De Rotterdammer wordt nog steeds bekeken!

(samenvatting dossier 2016.916/2640) Volgens de Wet Basisregistratie Personen (Wbp) dient iedereen die meer dan 2/3e van de tijd op een bepaald adres verblijft, zich bij de gemeente op dat adres in de Basisregistratie Personen (BRP) in te schrijven. Gemeentes moeten dat controleren.

Ieder voorjaar vergelijkt de gemeente Rotterdam de bestanden van de Basisregistratie Personen met de bestanden van nutsbedrijven. Als daaruit blijkt dat op een bepaald adres gas, water of licht wordt verbruikt, maar er niemand staat ingeschreven, dan onderzoekt de gemeente of er toch niet iemand woont.

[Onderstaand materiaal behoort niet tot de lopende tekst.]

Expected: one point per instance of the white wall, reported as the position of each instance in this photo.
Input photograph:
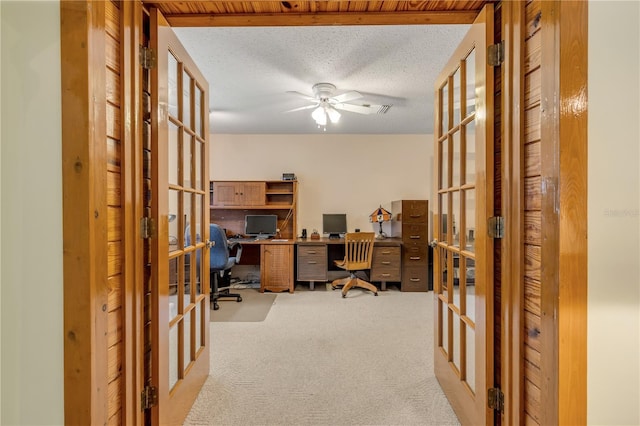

Op 1 juli 2015 gaat een interventieteam op bezoek bij een appartement in eigendom van de heer S. De heer S. woont er zelf naast. De heer S. vindt het bezoek een onnodige inbreuk op zijn privacy. Hij vraagt waarom er niet vooraf bij hem als eigenaar is geïnformeerd. Dan had hij de gemeente kunnen informeren en was een bezoek niet nodig geweest.

De ombudsman vraagt de gemeente naar de reden van het bezoek. De gemeente geeft daarop informatie over de aanleiding en nodigt de heer S. uit voor een gesprek. De lucht lijkt geklaard en de ombudsman sluit de klacht op 21 april 2016 af.

5 weken later op 27 mei 2016 komt de gemeente echter weer op bezoek bij hetzelfde adres. De heer S. kan dit niet begrijpen, zeker omdat de gemeente volgens hem volledig op de hoogte is van alle omstandigheden en de situatie niet is veranderd.

Naar aanleiding van het onderzoek naar deze klacht verwijst de ombudsman naar zijn aanbeveling uit het rapport ‘INTERVENTIETEAMS: KIJKEN EN BEKEKEN WORDEN, Een onderzoek naar de dagelijkse praktijk van de Rotterdamse interventieteams’: ‘Houdt een deugdelijke (schriftelijke of digitale) registratie bij van de afweging die gemaakt wordt naar aanleiding van binnengekomen signalen, die aanleiding zouden kunnen zijn voor een huisbezoek. Deze registratie dient te allen tijde uitsluitsel te geven over de beantwoording van de vragen naar proportionaliteit en subsidiariteit van een huisbezoek.’ Het college stelde toen dat deze afweging in de meeste gevallen ambtelijk wordt gemaakt en schriftelijk wordt vastgelegd en dat dit een vereiste is in het Protocol Huisbezoeken.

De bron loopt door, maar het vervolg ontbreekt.